Mas mesmo ter pedaços de Marte
em laboratório não resolve a ambiguidade. Os cientistas ainda discutem sobre o
que pode ou não ter vivido em ALH84001, aquele pedaço da antiga crosta marciana
que colidiu com a Antártida há cerca de 13.000 anos . Steele, que recentemente
liderou uma nova análise do meteorito , estuda a rocha há 25
anos.
“Uma das razões pelas quais
continuei olhando é: se não é vida, o que é?”, ele diz.
Steele e seus colegas relataram
no início deste mês que compostos orgânicos complexos em ALH84001 foram criados
sem intervenção da vida, e que reações químicas comuns que ocorrem quando
fluidos subterrâneos interagem com rochas e minerais eram as culpadas.
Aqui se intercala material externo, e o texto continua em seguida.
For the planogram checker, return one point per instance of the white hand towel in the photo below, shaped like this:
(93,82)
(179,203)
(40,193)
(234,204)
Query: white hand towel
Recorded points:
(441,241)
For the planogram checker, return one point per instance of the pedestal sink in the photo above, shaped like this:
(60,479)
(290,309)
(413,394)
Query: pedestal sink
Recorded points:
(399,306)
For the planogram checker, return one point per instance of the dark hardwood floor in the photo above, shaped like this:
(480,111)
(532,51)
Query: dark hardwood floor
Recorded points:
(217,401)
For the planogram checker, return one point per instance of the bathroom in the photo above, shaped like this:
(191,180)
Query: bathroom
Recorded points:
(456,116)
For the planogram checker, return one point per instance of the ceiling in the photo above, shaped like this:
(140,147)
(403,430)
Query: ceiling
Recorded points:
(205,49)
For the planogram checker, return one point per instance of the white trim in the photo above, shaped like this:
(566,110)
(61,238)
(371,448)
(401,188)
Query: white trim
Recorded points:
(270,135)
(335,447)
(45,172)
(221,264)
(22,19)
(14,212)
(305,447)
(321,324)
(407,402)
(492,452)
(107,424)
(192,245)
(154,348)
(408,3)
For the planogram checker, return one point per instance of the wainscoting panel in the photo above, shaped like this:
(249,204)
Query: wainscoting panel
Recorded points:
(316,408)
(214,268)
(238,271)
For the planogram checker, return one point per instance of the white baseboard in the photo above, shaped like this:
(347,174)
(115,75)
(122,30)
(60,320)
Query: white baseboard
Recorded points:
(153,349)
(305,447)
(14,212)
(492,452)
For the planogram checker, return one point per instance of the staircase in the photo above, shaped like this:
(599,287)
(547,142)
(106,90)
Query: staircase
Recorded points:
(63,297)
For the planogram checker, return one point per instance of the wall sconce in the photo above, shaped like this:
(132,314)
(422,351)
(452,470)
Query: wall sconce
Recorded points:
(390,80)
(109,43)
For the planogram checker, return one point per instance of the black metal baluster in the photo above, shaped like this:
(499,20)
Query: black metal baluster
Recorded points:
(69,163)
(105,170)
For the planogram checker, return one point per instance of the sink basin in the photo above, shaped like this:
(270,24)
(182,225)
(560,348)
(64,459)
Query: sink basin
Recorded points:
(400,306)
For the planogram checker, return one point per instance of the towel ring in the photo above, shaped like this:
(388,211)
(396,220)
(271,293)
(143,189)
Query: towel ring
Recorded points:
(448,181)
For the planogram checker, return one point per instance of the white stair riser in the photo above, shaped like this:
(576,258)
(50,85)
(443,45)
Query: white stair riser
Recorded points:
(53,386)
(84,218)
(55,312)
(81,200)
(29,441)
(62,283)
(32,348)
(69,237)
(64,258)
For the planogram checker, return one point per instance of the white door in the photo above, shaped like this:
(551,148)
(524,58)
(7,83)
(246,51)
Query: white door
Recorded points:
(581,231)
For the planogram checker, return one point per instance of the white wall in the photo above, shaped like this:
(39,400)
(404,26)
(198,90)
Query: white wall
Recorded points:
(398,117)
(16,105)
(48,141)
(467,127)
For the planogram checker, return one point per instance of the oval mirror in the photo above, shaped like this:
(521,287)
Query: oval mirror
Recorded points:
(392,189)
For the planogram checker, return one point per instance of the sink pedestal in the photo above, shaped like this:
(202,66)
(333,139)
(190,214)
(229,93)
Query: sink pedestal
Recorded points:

"Isso significa que não há
vida marciana naquele meteorito? Bem, não, não posso provar isso", diz
Steele. "Se existe um organismo marciano ali, ele não está nos mostrando
algo comum aos organismos da Terra. É algo totalmente diferente, e ainda estou
procurando por isso."
Seriam tais reações geológicas a
fonte do metano marciano, ou dos compostos orgânicos que cobrem o planeta, ou
dos revestimentos rochosos de Jezero? É completamente plausível, dizem os
astrobiólogos. Marte é outro mundo, um lugar com química exótica e paisagens
que, embora pareçam vagamente familiares, ainda são sobrenaturais.
“Repetidamente, Marte demonstrou
que não é a Terra. Não é uma Terra antiga congelada no tempo”, diz Williams. “É
um planeta próprio, em evolução, e os processos que ocorrem lá, alguns ainda
semelhantes aos da Terra, e outros são muito estranhos.”